Federal government contractors must comply with new privacy training procedures as a result of a final rule issued by the U.S. Department of Defense (DOD), General Services Administration (GSA), and National Aeronautics and Space Administration (NASA). As of January 19, 2017, federal contractors are required to meet training obligations to address the protection of privacy in accordance with the Privacy Act of 1974 and the handling and safeguarding of personally identifiable information (PII). The new rule added Subpart 24.3 (Privacy Training) to the Federal Acquisition Regulation (FAR) and a new standard contract clause (FAR 52.224-3) implementing the new requirements. Here are five frequently asked questions on the new privacy training requirement.
1. What Is Personally Identifiable Information?
The rule defines “personally identifiable information” as “information that can be used to distinguish or trace an individual’s identity, either alone or when combined with other information that is linked or linkable to a specific individual.”
2. Which Contracts Are Covered?
The new rule applies to all contracts or subcontracts with contractor employees who handle or have access to PII. It also applies to contracts “at or below the simplified acquisition threshold (SAT) and to contracts and subcontracts for commercial-items, including contracts and subcontracts for commercially available off-the-shelf (COTS) items.” The rule requires prime contractors to flow down these privacy training requirements to subcontractors.
3. Which Employees Are Covered?
The final rule requires contractors to ensure that their employees complete initial privacy training and annual privacy training.
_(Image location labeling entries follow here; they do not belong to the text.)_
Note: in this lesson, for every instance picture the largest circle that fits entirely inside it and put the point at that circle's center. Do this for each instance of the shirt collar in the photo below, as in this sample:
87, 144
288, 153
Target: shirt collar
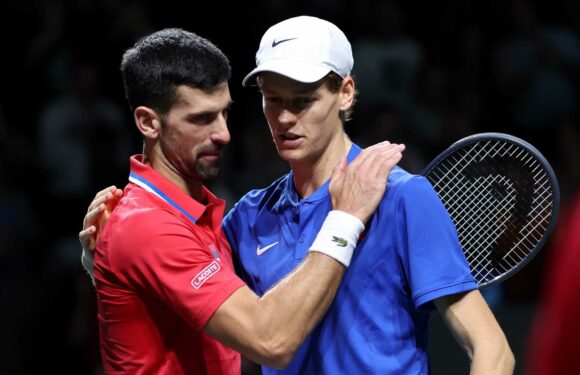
289, 196
150, 180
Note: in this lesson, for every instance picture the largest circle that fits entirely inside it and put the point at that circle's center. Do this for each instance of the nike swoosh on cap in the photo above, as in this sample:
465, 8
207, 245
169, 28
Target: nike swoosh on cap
262, 250
275, 43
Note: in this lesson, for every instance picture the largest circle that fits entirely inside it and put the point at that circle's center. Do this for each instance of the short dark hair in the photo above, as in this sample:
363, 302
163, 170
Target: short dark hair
160, 62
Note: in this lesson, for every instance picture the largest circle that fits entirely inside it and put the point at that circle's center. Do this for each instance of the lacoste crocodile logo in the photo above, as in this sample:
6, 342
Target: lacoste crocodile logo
275, 43
262, 250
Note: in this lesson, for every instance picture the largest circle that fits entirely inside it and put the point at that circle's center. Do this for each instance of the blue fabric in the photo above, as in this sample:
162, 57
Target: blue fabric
409, 255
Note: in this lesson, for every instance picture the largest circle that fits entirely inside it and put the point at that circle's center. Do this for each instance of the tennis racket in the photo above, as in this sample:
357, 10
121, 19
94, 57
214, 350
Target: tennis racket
503, 197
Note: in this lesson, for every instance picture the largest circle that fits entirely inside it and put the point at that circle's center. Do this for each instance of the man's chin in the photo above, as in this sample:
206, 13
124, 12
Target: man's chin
208, 173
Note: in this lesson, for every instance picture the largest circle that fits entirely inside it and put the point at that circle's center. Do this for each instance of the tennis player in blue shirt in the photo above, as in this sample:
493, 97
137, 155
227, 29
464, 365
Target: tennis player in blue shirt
408, 261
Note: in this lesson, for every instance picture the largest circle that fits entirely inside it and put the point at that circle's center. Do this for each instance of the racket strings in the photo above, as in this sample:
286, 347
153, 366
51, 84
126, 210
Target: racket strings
483, 207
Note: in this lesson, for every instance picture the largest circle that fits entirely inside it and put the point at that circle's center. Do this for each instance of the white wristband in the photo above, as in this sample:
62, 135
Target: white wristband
338, 236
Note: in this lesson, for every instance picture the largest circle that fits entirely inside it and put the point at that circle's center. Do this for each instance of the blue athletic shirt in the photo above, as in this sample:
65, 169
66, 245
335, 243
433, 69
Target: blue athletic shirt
408, 256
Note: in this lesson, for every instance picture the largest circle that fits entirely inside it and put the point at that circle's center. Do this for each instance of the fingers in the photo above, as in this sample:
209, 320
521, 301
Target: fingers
93, 215
86, 238
104, 195
379, 159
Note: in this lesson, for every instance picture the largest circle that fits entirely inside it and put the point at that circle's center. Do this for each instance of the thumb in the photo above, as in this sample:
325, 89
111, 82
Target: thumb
339, 169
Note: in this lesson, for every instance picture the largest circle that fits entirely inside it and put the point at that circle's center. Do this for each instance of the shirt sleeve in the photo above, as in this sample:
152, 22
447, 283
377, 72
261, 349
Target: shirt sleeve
170, 262
432, 256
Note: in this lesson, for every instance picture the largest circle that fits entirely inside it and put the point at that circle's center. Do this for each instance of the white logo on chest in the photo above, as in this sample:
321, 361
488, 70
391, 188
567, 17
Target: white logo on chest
262, 250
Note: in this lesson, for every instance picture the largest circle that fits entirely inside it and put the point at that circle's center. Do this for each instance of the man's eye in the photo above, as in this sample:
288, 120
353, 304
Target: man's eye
302, 102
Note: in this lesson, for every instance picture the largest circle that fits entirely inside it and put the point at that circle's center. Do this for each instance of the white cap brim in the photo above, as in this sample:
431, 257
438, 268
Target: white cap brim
298, 71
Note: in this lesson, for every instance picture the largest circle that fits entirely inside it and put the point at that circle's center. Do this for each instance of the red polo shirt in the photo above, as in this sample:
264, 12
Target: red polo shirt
162, 268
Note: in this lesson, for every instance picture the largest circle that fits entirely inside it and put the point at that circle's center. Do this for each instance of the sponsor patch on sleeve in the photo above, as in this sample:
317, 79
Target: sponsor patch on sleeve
205, 274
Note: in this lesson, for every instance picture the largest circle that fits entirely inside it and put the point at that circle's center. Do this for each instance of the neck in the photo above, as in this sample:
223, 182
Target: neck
191, 187
311, 174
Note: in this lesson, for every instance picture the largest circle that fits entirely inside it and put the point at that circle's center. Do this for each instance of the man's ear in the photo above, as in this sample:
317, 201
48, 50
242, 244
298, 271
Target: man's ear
347, 91
147, 121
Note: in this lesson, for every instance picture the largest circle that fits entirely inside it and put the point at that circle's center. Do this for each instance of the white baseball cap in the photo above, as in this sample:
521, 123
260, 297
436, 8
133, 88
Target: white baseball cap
303, 48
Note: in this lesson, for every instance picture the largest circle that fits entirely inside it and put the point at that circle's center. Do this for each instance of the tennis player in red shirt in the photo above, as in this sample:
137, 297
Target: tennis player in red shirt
169, 301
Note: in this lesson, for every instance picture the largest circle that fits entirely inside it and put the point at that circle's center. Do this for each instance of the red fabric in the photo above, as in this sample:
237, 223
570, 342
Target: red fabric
159, 278
554, 345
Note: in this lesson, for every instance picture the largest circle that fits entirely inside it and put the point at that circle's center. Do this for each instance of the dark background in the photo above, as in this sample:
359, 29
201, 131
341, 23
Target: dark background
428, 74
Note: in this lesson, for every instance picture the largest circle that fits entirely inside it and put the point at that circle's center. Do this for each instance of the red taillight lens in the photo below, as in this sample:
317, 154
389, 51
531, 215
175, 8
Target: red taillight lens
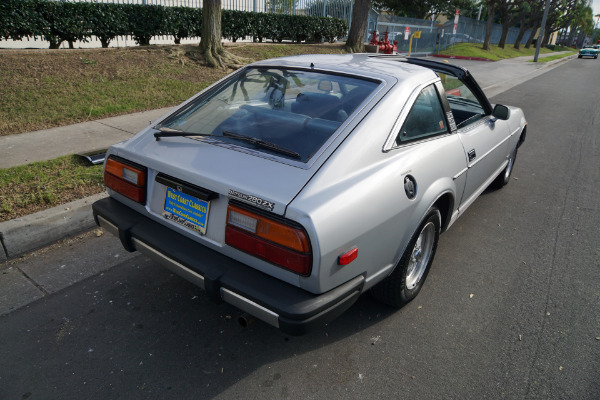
282, 244
126, 178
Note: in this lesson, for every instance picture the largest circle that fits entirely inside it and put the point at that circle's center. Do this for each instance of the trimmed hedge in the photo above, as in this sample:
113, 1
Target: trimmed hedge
57, 22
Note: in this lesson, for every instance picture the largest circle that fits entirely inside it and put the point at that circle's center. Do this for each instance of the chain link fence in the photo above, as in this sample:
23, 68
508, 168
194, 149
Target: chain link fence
435, 36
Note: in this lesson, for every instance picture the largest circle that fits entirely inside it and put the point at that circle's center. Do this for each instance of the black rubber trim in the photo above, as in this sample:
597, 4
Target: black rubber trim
299, 311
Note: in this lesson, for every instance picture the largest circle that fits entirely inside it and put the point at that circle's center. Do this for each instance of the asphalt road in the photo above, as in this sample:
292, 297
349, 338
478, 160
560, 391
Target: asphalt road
510, 309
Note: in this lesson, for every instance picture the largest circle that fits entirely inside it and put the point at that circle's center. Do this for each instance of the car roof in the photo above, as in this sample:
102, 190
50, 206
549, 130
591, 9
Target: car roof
366, 65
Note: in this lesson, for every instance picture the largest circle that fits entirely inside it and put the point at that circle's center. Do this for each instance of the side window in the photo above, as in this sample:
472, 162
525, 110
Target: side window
425, 119
463, 103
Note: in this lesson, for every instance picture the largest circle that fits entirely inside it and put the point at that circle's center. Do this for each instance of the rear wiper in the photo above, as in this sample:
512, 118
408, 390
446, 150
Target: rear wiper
170, 132
263, 144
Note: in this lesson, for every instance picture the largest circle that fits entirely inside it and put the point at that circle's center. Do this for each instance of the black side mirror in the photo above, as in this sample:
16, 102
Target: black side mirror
501, 112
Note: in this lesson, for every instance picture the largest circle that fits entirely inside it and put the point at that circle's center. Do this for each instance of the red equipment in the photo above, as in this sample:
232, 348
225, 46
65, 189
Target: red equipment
384, 45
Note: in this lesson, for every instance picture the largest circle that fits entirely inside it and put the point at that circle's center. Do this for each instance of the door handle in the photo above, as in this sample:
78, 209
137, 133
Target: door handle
472, 155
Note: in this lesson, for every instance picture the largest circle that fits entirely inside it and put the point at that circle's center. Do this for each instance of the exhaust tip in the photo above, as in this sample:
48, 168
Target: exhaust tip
246, 319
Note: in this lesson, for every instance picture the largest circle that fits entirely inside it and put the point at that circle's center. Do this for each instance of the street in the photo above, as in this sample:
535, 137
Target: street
509, 310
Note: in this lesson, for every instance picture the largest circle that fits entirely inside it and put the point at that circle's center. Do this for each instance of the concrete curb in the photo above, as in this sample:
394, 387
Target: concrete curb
31, 232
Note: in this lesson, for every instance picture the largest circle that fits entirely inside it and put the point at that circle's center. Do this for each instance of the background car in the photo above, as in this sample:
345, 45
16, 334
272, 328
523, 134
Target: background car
588, 51
296, 184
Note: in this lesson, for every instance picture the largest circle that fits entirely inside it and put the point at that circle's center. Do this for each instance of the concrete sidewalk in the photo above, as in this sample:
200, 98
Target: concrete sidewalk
25, 234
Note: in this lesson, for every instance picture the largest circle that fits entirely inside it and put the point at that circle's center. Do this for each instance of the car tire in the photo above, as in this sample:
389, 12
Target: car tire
504, 177
407, 278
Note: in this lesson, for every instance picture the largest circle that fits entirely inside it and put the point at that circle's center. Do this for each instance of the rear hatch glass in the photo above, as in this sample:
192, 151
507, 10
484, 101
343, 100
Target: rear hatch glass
285, 112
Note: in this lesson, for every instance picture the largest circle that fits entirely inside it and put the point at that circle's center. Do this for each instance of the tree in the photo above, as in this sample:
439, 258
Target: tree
358, 27
491, 11
423, 9
210, 43
508, 12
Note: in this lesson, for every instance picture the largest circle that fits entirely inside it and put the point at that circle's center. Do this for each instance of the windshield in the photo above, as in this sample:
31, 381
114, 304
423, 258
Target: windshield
270, 109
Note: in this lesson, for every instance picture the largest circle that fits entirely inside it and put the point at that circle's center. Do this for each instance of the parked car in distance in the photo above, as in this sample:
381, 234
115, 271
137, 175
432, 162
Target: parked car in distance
294, 185
588, 51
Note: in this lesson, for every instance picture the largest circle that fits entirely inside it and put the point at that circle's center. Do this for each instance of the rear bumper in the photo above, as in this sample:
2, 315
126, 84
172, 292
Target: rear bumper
291, 309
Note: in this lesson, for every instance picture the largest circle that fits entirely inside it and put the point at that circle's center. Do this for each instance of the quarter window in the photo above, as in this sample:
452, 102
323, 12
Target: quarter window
463, 103
425, 119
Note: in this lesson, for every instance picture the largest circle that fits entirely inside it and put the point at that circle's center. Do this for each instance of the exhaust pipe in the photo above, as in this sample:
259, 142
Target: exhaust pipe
246, 319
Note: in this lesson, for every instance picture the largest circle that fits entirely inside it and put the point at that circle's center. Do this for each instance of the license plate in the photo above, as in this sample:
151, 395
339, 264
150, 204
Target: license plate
186, 210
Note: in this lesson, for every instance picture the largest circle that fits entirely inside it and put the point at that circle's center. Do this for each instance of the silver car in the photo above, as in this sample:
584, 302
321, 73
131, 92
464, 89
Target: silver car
293, 185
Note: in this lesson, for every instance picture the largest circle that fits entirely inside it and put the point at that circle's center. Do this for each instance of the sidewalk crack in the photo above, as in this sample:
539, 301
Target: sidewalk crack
114, 127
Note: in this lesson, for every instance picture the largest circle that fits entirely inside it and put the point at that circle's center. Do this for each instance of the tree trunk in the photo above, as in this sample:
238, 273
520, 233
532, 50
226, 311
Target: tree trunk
105, 42
489, 25
546, 37
531, 37
210, 42
519, 39
358, 28
571, 37
502, 41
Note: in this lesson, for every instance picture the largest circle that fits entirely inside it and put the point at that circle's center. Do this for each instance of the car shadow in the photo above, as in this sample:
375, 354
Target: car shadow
140, 331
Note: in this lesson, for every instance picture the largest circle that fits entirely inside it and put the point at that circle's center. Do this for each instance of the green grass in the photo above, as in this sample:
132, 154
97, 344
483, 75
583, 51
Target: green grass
494, 54
43, 89
29, 188
555, 57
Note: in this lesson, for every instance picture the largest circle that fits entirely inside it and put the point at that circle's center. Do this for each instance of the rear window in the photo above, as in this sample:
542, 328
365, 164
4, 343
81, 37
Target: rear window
285, 112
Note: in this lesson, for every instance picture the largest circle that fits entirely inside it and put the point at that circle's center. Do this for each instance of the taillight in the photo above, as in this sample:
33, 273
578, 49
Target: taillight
280, 243
126, 178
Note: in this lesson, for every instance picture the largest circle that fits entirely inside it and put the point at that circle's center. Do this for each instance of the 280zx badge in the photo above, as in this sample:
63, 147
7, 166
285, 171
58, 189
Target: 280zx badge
255, 201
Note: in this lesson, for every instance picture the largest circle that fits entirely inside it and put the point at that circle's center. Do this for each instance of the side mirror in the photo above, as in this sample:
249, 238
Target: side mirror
501, 112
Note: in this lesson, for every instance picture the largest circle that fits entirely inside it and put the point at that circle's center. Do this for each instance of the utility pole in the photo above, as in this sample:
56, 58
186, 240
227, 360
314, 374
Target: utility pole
541, 34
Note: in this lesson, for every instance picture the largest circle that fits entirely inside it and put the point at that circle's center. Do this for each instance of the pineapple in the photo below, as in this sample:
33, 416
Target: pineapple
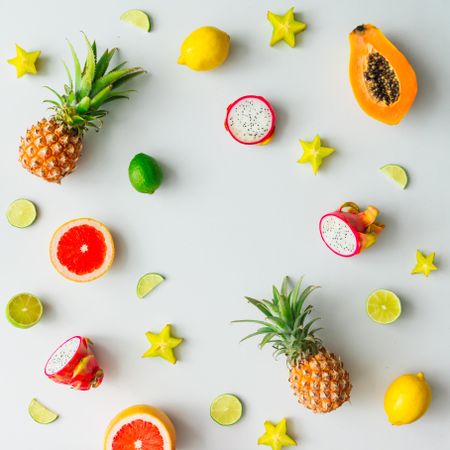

The rule applies to employees who:
- “Have access to a system of records;
- Create, collect, use, process, store, maintain, disseminate, disclose, dispose, or otherwise handle personally identifiable information on behalf of an agency; or
- Design, develop, maintain, or operate a system of records.”
4. What Must Be Included in the Training?
According to the final rule, contractor employees may not handle PII unless they have completed privacy training. The training must “address the key elements necessary for ensuring the safeguarding of personally identifiable information or a system of records,” including, at a minimum, the following:
- “The provisions of the Privacy Act of 1974 (5 U.S.C. 552a), including penalties for violations of the Act;
- The appropriate handling and safeguarding of personally identifiable information;
- The authorized and official use of a system of records or any other personally identifiable information;
- The restriction on the use of unauthorized equipment to create, collect, use, process, store, maintain, disseminate, disclose, dispose, or otherwise access personally identifiable information;
- The prohibition against the unauthorized use of a system of records or unauthorized disclosure, access, handling, or use of personally identifiable information; and
- Procedures to be followed in the event of a suspected or confirmed breach of a system of records or unauthorized disclosure, access, handling, or use of personally identifiable information (see Office of Management and Budget guidance for Preparing for and Responding to a Breach of Personally Identifiable Information).”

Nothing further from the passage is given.